Передо мной стоит человек, замотанный в шарфы, кофты и пледы; в растянутых рукавах прячутся длинные кисти рук. Из глубины этого вороха одежды торчит один только нос, действительно длинный.
— А, это ты, — чуть слышным голосом говорит он, — заходи.
Он поднимает на меня глаза и сразу же опускает их. Очень тёмные глаза — и очень уставшие.
Как-то я совсем иначе представлял его себе.
Он идёт вверх по лестнице, не оглядывается. Еле переставляет ноги, как старик.
Я иду за ним, и вот — да, на третьем этаже, где и моя мастерская, — вижу пианино. Маленькое чёрное пианино, совсем не страшное на вид. Рядом с ним, прямо на полу, — стопки нот, ворох одеял и тёплой одежды.
Кипит чайник, сосед плещет кипяток в две чашки, одну протягивает мне:
— Почти не греет, но как есть.
Я беру чашку и нечаянно касаюсь его руки. Ледяные пальцы. Да, вода остывает почти мгновенно. Он накидывает ещё один плед прямо на голову, кутается, греет руки о чашку — но она и правда уже почти ледяная.

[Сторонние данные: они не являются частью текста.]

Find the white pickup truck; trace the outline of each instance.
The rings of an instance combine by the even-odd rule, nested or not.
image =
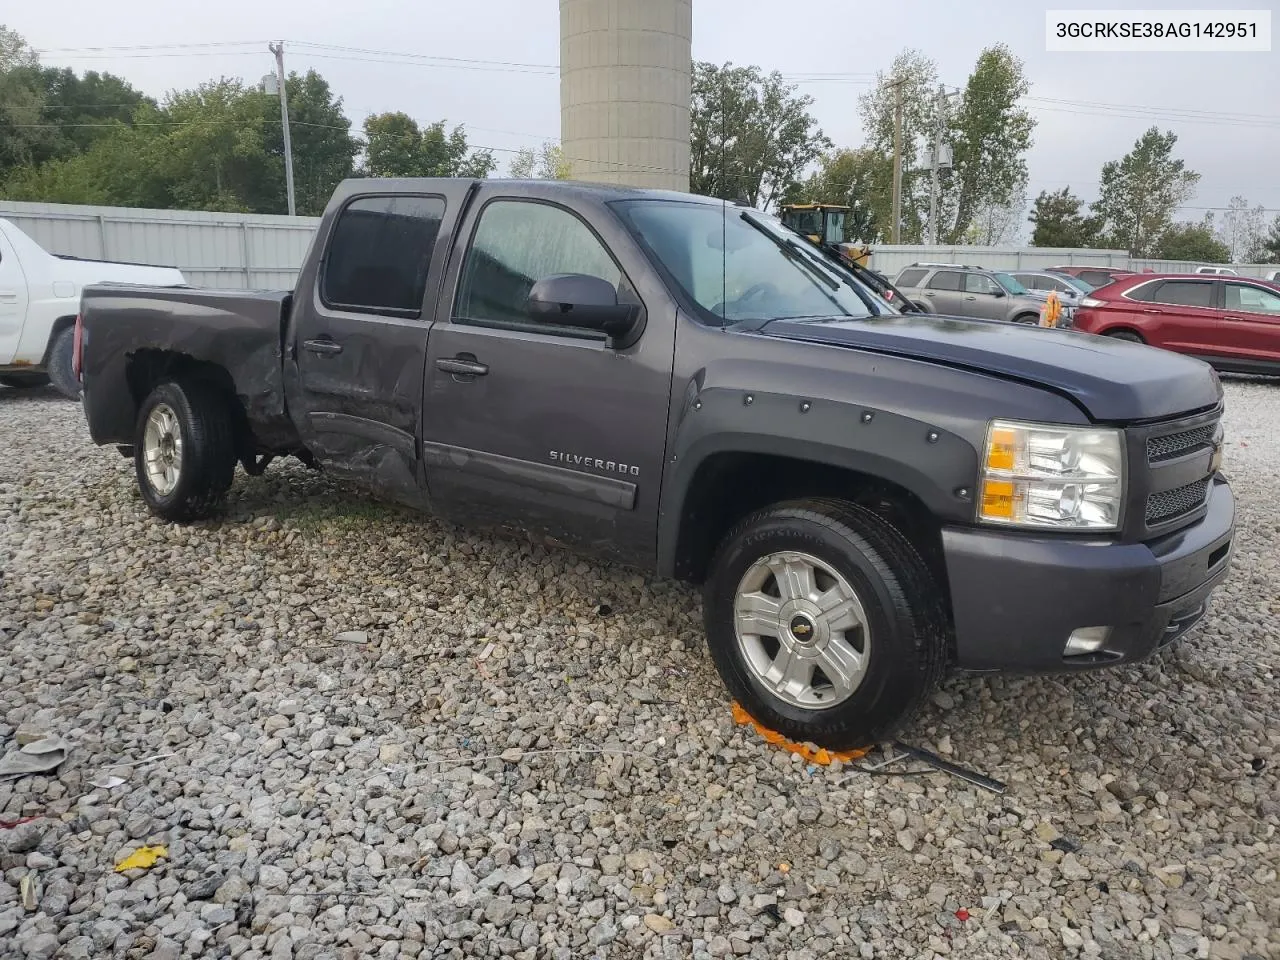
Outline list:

— Никогда бы не подумал, что ты тоже мёрзнешь, — говорю я наконец.
— Тебе казалось, я железный? — усмехается он.
— Тогда зачем? Объясни — зачем ты это делаешь?!
Он кивает за окно.
Я смотрю — и вижу двор, полный детей и собак; на рябине сидят снегири и свиристели. На большой ёлке сияют огни и игрушки… кажется, там есть и мой шар.
— Людям нужен праздник, — говорит он. — А зимы всё не было. Что же теперь…
Я смотрю. Да, зимы всё не было. Неужели это всё сделал он? Сам, своими руками?
— Но как? — спрашиваю я. — Как это возможно, как ты это делаешь?
Его губы складываются в подобие улыбки.
— Это ты спрашиваешь меня как?! Человек, который топит снег своей кисточкой? Который греет мне стену безо всякой печки?.. Сплю возле твоей стены, только этим и спасаюсь. Пианино жаль, расстроилось вконец — температура скачет.
Значит, всё правда. Он делает людям праздник… а я разрушаю его. Так?
— Может, уже достаточно снега? Хватит?
— Если не играть — всё растает, — качает он головой. — Да ещё ты… Люди только залили каток, и что же я — оставлю им лысую землю в лужах?..
— Но ведь люди после катка идут домой, — говорю я. — Идут домой, топят там камин, едят горячую картошку, пьют горячее. У них там тепло! И праздник!
— У них — да, — говорит он. — Ничего, ничего. Скоро начнётся зима, настоящая, — придут холода, и мы с тобой тоже затопим печку и сможем согреться.
— Ты очень мёрзнешь? — спрашиваю его я.
— Ничего, привык. Только руки. Вот — пытаюсь греть чаем… не очень-то помогает.
Я смотрю на его пальцы — они скрючиваются от холода. Как же он играет?..
— Послушай, но ведь раньше такого не было! Ты играл и весной, и летом. И было тепло, никакого снега… Почему сейчас — так? Как ты этому научился?
— А ты? Почему твои шары научились топить снег?
Он показывает на улицу, на зимнюю ёлку. Да, теперь и я вижу. На ёлке точно есть мой шар, на самой нижней ветке, — под ним тёмная лунка, и вот уже расползается круг отогревшейся земли.
— Мне просто было очень холодно, — отвечаю я. — Только и всего… Мне было нужно тепло! Поэтому, наверное, стали получаться такие шары…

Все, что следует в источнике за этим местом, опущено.